Archive for March, 2010

Teacher Practical Jokes

Wednesday, March 31st, 2010

I first posted these in our ezine in April 2003, and I’ve tested more of them than I probably should admit.  But remember… if you try them, you don’t know me.

  • Reverse digits on students’ grades.  Wait 5 minutes and announce “Today is Backwards Day!”
  • Remove legs from chairs and desks.  Comment to students about how much they have grown.
  • Stop lesson every 10 minutes and pretend to have a conversation with someone on the P.A.
  • Take kids outside for recess.  Make them sit down and watch you play on the monkey bars.
  • Rearrange the room before school starts.  Do it again during lunch.  Do it again during P.E.
  • Grade papers at your desk.  Laugh hysterically every 3rd paper.  Moan sadly every 5th.  On the 15th,  you must either laugh sadly or groan hysterically.
  • When children ask if they can go to the bathroom, tell them “Yes, just don’t leave the room.
  • Spend the first hour of the day speaking a foreign language.  Pig-Latin counts.
  • Pretend to have forgotten all of their names, call them by names of characters from “Lord of the Rings”
  • Hide under the desk.  Demand that students pay a toll when turning in work.
  • Read “The 3 Little Pigs.”  Cheer for the wolf.
  • When counting, always leave out the number 8.
  • Show up late for class.  Bring a note from your mom.
  • Show up at student’s house.  Mess up their room.
  • Bring blanket and pillow to school.  Take a nap while the students are reading.
  • Come to school in pajamas, lay across desk, pretend to be sleeping when students arrive.  Snore.
  • Load bus for field trip.  Drive to 7-11, buy yourself a Coke, return to school.
  • While students are out, sharpen all of their pencils down to nubs.  Tell them the “Pencil Fairy” must have come.
  • Trade places with another teacher.  Answer only to her name.
  • Flip lights on and off.  Ask repeatedly why they are not working.
  • Teach entire lesson facing the wrong direction.
  • Go to bathroom.  Return with shirt inside-out.
  • Superglue students’ pencils to their desks.
  • Move clock forward 30 minutes.  Line up to go home, express worry over why the dismissal bell is not ringing.
  • Call students during summer break.  Tell them you are still waiting for their homework.
  • Every time a student gets out of his seat, yell “I’m telling the Principal!’ and stomp out of the room.
  • With pen resting behind your ear, exclaim that someone has stolen your pen and demand to know who did it.
  • Hand out worksheets 3 levels higher than your grade.  Tell them it is a review and counts as a major test grade.
  • Toilet paper your own room.  Pretend not to notice it is there.
  • Move all desks and chairs to the hallway.  Sit on the floor and start teaching.
  • Have different children stand up at random intervals throughout the day.  Sing “Happy Birthday” to them.  Change to the Barney Song every 5th student.
  • Hot glue lockers shut.
  • Sneak out to hallway.  Switch everyone’s lunches.
  • Eat lunch with your students.  Complain about your lunch and ask to trade.  Keep trading until you get your lunch back.

Welcome!

Tuesday, March 30th, 2010

Welcome to The Cluttered Desk! 

Its purpose?  To entertain and inform. 

The audience?  Primarily teachers, but really anyone who could use a chuckle now and then.
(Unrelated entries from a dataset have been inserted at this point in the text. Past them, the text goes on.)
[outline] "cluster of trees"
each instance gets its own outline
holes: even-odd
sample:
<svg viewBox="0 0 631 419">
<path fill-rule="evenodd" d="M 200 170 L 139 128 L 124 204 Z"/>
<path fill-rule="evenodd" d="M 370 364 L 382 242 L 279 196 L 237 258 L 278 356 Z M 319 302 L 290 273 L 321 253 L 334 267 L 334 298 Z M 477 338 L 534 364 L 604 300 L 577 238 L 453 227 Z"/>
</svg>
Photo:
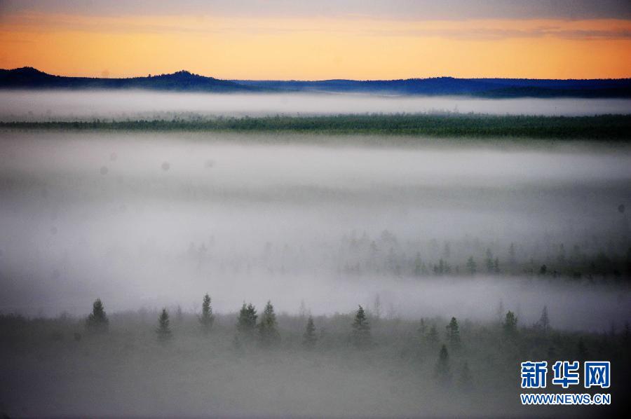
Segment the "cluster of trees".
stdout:
<svg viewBox="0 0 631 419">
<path fill-rule="evenodd" d="M 198 320 L 203 333 L 210 333 L 215 322 L 215 315 L 212 313 L 211 298 L 208 294 L 204 295 L 202 300 L 201 313 L 198 316 Z M 108 331 L 108 326 L 109 320 L 103 304 L 100 299 L 97 299 L 93 305 L 93 312 L 88 316 L 86 327 L 93 332 L 105 333 Z M 505 338 L 508 341 L 514 340 L 518 334 L 517 319 L 515 313 L 510 310 L 506 312 L 501 327 Z M 541 317 L 534 327 L 544 334 L 550 331 L 550 319 L 547 307 L 543 308 Z M 254 342 L 257 342 L 262 348 L 271 348 L 280 339 L 276 315 L 273 305 L 269 301 L 265 305 L 260 316 L 253 304 L 251 303 L 246 304 L 244 302 L 238 312 L 236 329 L 236 334 L 233 341 L 236 349 L 240 349 L 243 344 L 251 344 Z M 163 308 L 160 312 L 155 331 L 158 341 L 161 343 L 165 343 L 172 338 L 169 312 L 166 308 Z M 437 345 L 440 341 L 435 324 L 432 324 L 428 329 L 424 320 L 421 320 L 418 332 L 423 341 L 430 345 Z M 361 305 L 358 306 L 355 313 L 348 338 L 349 343 L 357 349 L 369 348 L 374 344 L 368 315 Z M 306 350 L 313 350 L 316 348 L 318 341 L 318 337 L 313 318 L 309 315 L 307 316 L 302 336 L 302 345 Z M 445 327 L 444 342 L 438 351 L 435 378 L 441 385 L 449 386 L 454 380 L 449 351 L 458 352 L 462 348 L 460 326 L 456 317 L 452 317 Z M 587 351 L 582 341 L 579 341 L 578 346 L 579 352 L 586 355 Z M 465 390 L 472 386 L 471 371 L 466 360 L 460 369 L 457 383 Z"/>
<path fill-rule="evenodd" d="M 181 315 L 181 313 L 180 315 Z M 208 334 L 212 329 L 215 315 L 212 313 L 210 296 L 205 294 L 202 299 L 201 313 L 198 316 L 200 327 L 204 334 Z M 455 322 L 455 318 L 454 319 Z M 87 330 L 93 333 L 107 333 L 109 331 L 109 320 L 105 312 L 104 306 L 100 298 L 93 304 L 92 312 L 86 320 Z M 457 324 L 456 326 L 457 329 Z M 168 310 L 162 308 L 158 317 L 158 326 L 155 329 L 157 339 L 165 343 L 172 337 L 170 317 Z M 457 330 L 456 331 L 457 334 Z M 359 305 L 351 324 L 350 341 L 356 348 L 368 348 L 372 343 L 370 324 L 363 307 Z M 258 341 L 262 346 L 273 346 L 280 340 L 276 314 L 271 301 L 268 301 L 259 316 L 256 307 L 252 303 L 241 306 L 236 322 L 236 335 L 234 343 L 237 347 L 244 343 Z M 310 315 L 306 319 L 303 335 L 303 345 L 306 349 L 313 349 L 318 343 L 318 334 L 313 317 Z"/>
<path fill-rule="evenodd" d="M 172 75 L 170 77 L 175 77 Z M 154 81 L 157 77 L 151 78 Z M 165 79 L 165 81 L 168 81 Z M 229 83 L 214 81 L 217 83 Z M 165 88 L 168 88 L 168 87 Z M 623 115 L 595 116 L 493 116 L 483 114 L 349 114 L 320 116 L 181 118 L 121 121 L 11 122 L 0 128 L 289 132 L 322 134 L 379 134 L 475 138 L 585 139 L 625 141 L 631 121 Z"/>
<path fill-rule="evenodd" d="M 515 243 L 503 249 L 496 244 L 484 245 L 478 239 L 467 238 L 445 241 L 441 249 L 435 239 L 401 243 L 387 231 L 374 238 L 365 233 L 342 240 L 339 270 L 346 275 L 376 272 L 419 277 L 501 274 L 590 280 L 599 277 L 631 279 L 631 247 L 623 243 L 619 245 L 623 252 L 616 252 L 610 245 L 608 254 L 596 243 L 574 245 L 569 252 L 562 242 L 548 243 L 543 253 L 537 245 L 520 247 L 518 251 Z"/>
</svg>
The content?  You will find humorous (hopefully) musings, links to useful math and science activities, and my own little spin on education news, be it ridiculous or amazing, interesting or insane.
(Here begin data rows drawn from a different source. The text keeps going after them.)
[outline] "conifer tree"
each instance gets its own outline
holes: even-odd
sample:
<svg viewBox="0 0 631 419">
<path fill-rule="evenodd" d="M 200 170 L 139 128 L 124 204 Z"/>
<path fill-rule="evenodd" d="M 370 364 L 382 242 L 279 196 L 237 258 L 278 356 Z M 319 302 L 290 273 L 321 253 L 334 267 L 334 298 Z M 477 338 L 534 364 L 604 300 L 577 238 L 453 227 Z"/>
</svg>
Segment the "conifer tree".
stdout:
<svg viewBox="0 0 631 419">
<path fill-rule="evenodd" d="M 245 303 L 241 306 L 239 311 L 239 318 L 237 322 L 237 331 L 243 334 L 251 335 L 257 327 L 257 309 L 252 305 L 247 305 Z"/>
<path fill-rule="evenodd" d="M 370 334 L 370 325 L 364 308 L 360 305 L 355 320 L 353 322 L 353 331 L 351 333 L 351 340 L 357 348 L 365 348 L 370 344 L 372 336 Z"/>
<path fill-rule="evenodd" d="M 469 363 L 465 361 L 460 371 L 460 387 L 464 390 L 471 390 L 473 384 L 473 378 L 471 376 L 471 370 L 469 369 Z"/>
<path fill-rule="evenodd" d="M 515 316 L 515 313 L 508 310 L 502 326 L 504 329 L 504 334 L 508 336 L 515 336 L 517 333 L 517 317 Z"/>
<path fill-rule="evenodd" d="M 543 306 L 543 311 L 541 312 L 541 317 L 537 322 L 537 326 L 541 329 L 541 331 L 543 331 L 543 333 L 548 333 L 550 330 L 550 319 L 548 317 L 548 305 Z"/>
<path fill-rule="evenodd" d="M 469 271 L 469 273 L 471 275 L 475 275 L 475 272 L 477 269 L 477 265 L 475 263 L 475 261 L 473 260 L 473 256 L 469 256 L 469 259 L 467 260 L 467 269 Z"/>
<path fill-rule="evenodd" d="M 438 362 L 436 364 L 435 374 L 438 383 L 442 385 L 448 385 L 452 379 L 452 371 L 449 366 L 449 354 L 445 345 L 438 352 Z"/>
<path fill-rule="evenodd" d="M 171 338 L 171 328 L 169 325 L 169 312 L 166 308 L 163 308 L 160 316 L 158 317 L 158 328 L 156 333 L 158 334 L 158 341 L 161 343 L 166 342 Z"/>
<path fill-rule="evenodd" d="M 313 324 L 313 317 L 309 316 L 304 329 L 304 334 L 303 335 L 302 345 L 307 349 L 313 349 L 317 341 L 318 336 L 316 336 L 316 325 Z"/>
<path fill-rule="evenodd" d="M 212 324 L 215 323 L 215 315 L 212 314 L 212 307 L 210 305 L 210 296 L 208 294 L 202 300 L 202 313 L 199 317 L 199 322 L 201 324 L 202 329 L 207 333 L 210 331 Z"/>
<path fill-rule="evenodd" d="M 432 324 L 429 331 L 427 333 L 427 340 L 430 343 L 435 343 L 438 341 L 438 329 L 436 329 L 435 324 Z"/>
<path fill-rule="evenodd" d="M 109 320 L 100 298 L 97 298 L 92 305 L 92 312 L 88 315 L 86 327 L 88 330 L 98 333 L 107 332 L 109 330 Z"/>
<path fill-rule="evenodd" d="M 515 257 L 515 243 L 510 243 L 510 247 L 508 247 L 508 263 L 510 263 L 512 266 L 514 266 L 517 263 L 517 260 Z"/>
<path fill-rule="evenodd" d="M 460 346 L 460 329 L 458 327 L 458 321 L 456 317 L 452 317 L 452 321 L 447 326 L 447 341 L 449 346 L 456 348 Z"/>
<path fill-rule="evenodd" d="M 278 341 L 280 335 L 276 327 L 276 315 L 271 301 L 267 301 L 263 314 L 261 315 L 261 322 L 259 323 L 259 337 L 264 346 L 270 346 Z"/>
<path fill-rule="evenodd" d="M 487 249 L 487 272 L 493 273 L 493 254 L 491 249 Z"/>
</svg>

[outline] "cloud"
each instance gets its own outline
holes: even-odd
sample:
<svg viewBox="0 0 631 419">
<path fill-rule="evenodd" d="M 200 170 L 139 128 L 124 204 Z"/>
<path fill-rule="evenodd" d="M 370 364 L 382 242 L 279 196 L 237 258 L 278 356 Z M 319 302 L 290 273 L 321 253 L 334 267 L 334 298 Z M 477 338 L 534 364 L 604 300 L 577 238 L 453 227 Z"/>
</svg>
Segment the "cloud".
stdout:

You won’t see anything illicit here.  I have no desire to give even more attention to the bad news that inevitably crosses our television screens and computer monitors every day.  However, we are talking about humor here, and sadly, sarcasm seems to be my default setting.

SO… even though I would never intentionally hurt another person’s feelings, it is probably going to happen from time to time.  It won’t be on purpose, and I’ll probably feel bad when I hear about it.  But eventually I’ll get over it and keep on writing.  I never learn.  Ask my wife, she’ll tell you!

For those who really want to know…  The Cluttered Desk began as the email newsletter of Just Us (www.justusteachers.com) in February of 2003.  It was last published in May 2007, and has been on hiatus since then as we made the adjustment to running Just Us Fonts as a full time business.    Which was bad news for our 3500 subscribers. 

Thank you to those of you who have written and encouraged us to bring The Cluttered Desk back into circulation.  We have missed you too.  The blog format should prove to be much easier to follow and distribute, making it a much more useful tool and source of entertainment for you all.

Comments anyone?!  Please feel free to comment and express your own ideas and opinions.  But please, be nice and show respect for the other readers and subscribers.  The rules for comments are simple:

  • No profanity
  • No advertising
  • Links should relate to teachers or the discussion at hand.  They will be heavily moderated.
  • Be nice

Come back often, tell your friends, and most of all… ENJOY!